用心すべき? 恋人のパスワード、多くの人が5回以内の突破に自信...米調査
何回試せば恋人のパスワードを推測できるか尋ねると、平均は5回だった...... tsingha25-iStock
<パスワードで保護しても、安全とは限らない...>
本人が秘密にしていることほど、周囲の人々はなんとなく察していることがある。オンラインの活動を守る砦であるはずのパスワードも、意外とパートナーには筒抜けなのかもしれない。
米認証サービスのプルーブは、市場企業会社の米ワン・ポールと共同して行った調査結果として、「2022年パスワード&認証 消費者トレンド・リポート」を発表した。それによると人々は、平均で5回ほど試行すれば恋人のパスワード認証を突破できると考えているという。
調査は2000人のアメリカ人を対象に行われた。質問項目の一つとして、何回試せば大切な人(通常、配偶者または恋人を指す)のパスワードを推測できるか尋ねたところ、平均は5回だったという。
回答者は、実際にパスワード破りを実証したわけではない。しかし、5回という低い平均値から、多くの人々が恋人のパスワードについてある程度推測をつけていることが伺える。
米紙「パスワードを変えるべき時がきた」
仮に何のヒントもなく完全にランダムなパスワードを当てようとした場合、たとえばiPhoneのロックで一般的に使われている数字6桁のパスコードでは、10万通りが存在する。
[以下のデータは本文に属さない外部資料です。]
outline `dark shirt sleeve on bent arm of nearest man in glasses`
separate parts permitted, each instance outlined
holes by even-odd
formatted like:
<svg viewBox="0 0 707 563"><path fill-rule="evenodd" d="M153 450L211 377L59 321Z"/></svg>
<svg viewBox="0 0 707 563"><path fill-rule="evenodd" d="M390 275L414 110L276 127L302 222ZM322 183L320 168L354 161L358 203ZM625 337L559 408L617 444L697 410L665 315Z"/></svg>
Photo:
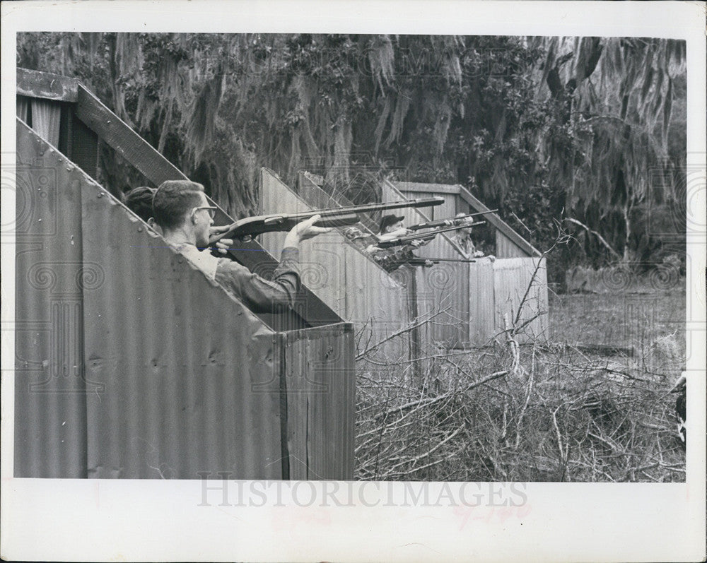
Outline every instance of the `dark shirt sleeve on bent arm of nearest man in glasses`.
<svg viewBox="0 0 707 563"><path fill-rule="evenodd" d="M256 313L275 313L293 307L301 289L299 251L283 249L280 263L267 280L227 258L218 260L216 282Z"/></svg>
各種サイトのログインに使われる8桁のパスワードともなると、一例として大文字・小文字を区別する英数字8桁のものでは、あり得るパスワードの数は200兆通りを超える。
こうしたなか、多くの人々が5回以内での推測に自信を示したという調査結果は、恋人や配偶者のパスワードについてある程度あたりがついていることを物語っている。
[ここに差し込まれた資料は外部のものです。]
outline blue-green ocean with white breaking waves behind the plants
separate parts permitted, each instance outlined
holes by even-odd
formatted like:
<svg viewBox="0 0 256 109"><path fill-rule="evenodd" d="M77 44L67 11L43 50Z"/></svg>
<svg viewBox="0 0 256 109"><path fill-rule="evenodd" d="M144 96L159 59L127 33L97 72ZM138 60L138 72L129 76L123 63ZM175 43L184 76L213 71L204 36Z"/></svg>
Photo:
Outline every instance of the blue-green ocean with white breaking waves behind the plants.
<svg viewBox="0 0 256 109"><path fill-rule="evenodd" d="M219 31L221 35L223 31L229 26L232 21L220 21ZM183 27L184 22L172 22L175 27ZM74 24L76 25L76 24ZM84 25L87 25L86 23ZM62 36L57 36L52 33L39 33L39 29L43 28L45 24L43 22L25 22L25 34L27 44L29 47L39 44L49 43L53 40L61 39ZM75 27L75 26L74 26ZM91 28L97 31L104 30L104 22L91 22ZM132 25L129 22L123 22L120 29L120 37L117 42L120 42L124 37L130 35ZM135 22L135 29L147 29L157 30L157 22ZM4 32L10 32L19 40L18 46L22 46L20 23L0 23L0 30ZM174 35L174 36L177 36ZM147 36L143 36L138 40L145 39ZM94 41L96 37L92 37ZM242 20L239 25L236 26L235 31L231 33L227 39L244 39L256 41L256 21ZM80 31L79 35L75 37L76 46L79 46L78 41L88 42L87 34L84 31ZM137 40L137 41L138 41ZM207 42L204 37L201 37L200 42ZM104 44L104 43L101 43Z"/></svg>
調査結果を受けてニューヨーク・ポスト紙は、「ほとんどの人々が、パートナーのパスワードをたやすく破れると述べている」「今回の新しい調査結果を読んで、あなたのパスワードを変更すべき時がきたのかもしれない」と報じた。
米MSNは、プルーブ社のロジャー・デザイCEOのコメントを引用している。デザイ氏は、多くのサービスではパスワードを忘れると面倒な手続きが必要なしくみになっており、人々はこれを嫌って同じパスワードを使い回しがちになっていると説明している。
氏は、「インターネットはセキュリティを念頭として設計されませんでした」と述べ、パスワード忘れでオペレーターと20分も通話するようなしくみは「崩壊したモデルをダクトテープで補修しているようなものです」と指摘する。
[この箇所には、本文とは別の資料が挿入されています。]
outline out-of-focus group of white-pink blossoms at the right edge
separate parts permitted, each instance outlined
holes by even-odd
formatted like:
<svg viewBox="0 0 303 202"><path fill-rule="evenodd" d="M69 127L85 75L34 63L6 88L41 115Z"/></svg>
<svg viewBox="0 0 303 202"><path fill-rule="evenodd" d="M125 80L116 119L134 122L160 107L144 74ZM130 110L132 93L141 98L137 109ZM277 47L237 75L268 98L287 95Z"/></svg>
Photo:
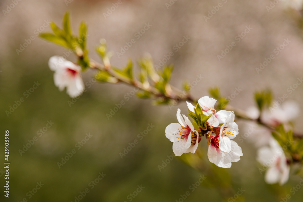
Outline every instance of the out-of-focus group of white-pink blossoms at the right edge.
<svg viewBox="0 0 303 202"><path fill-rule="evenodd" d="M264 109L261 113L257 108L250 107L247 110L247 115L252 119L260 117L262 122L272 127L283 124L286 129L291 128L289 122L298 116L300 110L298 104L294 101L285 101L281 105L273 102L272 106L269 109ZM248 141L252 142L257 148L257 161L262 165L261 171L267 169L265 182L268 184L285 184L290 172L285 149L272 137L268 128L254 123L251 124L255 129L248 136Z"/></svg>

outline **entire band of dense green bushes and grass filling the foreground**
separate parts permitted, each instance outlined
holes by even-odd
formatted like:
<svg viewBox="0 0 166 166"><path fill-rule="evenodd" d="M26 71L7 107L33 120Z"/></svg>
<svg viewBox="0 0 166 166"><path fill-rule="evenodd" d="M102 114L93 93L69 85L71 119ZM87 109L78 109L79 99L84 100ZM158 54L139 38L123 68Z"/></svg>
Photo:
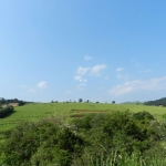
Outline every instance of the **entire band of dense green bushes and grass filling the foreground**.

なお、同社はパスワードや2段階認証を必要としない生体認証のプラットフォームを開発している。これをアピールするねらいも多分にあるだろう。
恋人のパス破りに自信をみせた回答者たちでさえ......
氏の解説には一定の自社PRも含まれていそうだが、とはいえパスワードの使い回しは、セキュリティ上の深刻なリスク要因だ。上記調査で恋人のパスワードを容易に破れると回答した人たちでさえ、自身のパスワード管理を問われると、かなりお粗末な状況を露呈している。